According to the above results, this study puts forward some suggestions in order to slow down the impact of the tourism industry on climate change.

(1) Relevant tourism administrations should set up low-carbon tourism standards and action plans, give a systematic guarantee of policies funds and technology for low-carbon tourism development, strengthen the publicity and marketing efforts of green tourism and low-carbon tourism, expand international exchanges and cooperation, and introduce an international advanced management model of low-carbon tourism.

(2) Tourism enterprises should supply low-carbon routes and products. As the guider of low-carbon tourism, travel agencies can design low-carbon routes and methods depending on vast forests, lakes, and wetlands. Tourism attraction should build the closed-loop feedback cycle process of “resource-product-recycling-resource” in the process of tourism resources development and tourism activities. Tourism traffic should improve the energy efficiency, optimize the energy structure, demand, and supply, and actively explore the application of new clean energy [57]. Hotels and restaurants should use low-carbon technology in building, heating, air conditioning, lighting, electrical appliances, and water resources utilization and make full use of solar energy, biological energy, organic energy, and other clean energy sources.

(3) Tourists with low-carbon demand will lead to low-carbon supply in tourism. Tourists should develop strong low-carbon and environmental awareness and then shift to actual action. Green and low-carbon behaviors should run through the entire travel process, such as catering, lodging, transportation, sightseeing, shopping, and entertainment, in order to really implement the consumption patterns of low-carbon tourism [58].

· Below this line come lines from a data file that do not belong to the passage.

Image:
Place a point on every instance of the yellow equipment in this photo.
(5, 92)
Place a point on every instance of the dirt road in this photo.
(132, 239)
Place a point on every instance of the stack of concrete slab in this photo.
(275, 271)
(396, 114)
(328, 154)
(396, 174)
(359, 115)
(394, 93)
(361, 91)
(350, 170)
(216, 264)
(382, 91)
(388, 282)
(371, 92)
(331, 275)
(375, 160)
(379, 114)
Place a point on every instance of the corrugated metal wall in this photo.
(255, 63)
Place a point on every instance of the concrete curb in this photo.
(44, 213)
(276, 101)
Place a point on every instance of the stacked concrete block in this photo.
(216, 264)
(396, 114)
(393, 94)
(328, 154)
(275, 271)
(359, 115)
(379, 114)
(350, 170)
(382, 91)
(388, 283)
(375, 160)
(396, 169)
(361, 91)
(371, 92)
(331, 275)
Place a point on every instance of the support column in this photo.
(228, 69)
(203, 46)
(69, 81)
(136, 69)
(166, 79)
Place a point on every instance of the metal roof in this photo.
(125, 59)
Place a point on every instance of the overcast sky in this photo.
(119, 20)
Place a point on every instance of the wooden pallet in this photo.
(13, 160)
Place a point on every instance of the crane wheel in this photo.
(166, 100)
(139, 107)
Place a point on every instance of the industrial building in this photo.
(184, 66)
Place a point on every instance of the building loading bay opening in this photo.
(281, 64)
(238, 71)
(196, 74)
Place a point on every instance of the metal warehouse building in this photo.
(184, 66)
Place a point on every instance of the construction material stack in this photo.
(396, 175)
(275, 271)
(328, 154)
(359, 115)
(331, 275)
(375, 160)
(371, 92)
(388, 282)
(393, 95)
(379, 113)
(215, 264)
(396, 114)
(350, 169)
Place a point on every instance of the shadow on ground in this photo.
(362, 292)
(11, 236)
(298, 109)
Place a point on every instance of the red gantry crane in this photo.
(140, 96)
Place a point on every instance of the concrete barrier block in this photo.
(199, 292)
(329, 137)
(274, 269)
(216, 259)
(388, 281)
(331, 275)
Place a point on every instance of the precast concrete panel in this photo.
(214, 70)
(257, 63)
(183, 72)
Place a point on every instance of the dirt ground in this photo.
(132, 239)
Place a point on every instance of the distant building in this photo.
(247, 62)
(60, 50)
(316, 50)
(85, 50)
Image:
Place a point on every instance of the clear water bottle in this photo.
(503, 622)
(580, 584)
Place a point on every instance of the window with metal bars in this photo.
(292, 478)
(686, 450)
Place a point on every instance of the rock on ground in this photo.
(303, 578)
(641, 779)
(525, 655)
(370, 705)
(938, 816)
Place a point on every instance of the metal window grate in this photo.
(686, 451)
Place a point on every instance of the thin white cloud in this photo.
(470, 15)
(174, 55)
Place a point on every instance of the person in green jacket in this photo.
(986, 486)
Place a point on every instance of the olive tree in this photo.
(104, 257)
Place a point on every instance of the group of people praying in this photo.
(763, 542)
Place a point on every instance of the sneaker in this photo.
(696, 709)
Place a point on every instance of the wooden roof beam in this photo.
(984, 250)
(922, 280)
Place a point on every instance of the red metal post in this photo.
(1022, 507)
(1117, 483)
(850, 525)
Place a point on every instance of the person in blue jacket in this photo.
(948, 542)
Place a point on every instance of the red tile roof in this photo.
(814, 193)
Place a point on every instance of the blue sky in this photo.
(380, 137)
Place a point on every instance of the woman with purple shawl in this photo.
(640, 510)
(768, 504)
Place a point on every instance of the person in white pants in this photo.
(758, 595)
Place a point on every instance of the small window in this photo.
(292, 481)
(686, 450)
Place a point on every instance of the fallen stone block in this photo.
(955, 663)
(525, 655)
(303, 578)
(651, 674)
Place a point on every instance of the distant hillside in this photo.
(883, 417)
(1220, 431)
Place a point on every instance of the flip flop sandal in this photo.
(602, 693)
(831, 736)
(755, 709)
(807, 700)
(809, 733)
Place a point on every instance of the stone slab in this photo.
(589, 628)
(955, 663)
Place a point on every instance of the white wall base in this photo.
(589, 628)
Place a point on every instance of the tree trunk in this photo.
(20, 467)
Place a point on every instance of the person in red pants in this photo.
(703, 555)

(4) Policy measures of low-carbon tourism should be formulated considering the social and economic development degree and tourism resources endowment of different provinces. The economically developed eastern China should further promote the transformation and upgrading of the tourism industry, increase investment and R&D efforts in energy saving and emission reduction technology, and improve the energy efficiency and optimize the energy structure of the tourism industry by means of science and technology. The central and western regions of China should improve the energy efficiency of the tourism industry, reduce the carbon intensity of the tourism industry, and vigorously develop clean energy, such as wind energy, solar energy, and biomass energy. In addition, clean development mechanisms or cooperation projects, such as carbon compensation, carbon neutralization, and carbon trading, can also be carried out among different provinces.

Conflicts of Interest

The authors declare that they have no conflicts of interest.

Acknowledgments

This work was supported by the China Postdoctoral Science Foundation (2016M600257), Postdoctoral Program of Heilongjiang Province (LBH-Z16093), Projects of Philosophy and Social Sciences of Heilongjiang Province (16JYE03, 14E012), Doctoral and Postdoctoral Research Projects of Harbin University of Commerce (2016BS05, 2017BSH014), and Research Projects of Harbin University of Commerce (2016QN028, 17XN086).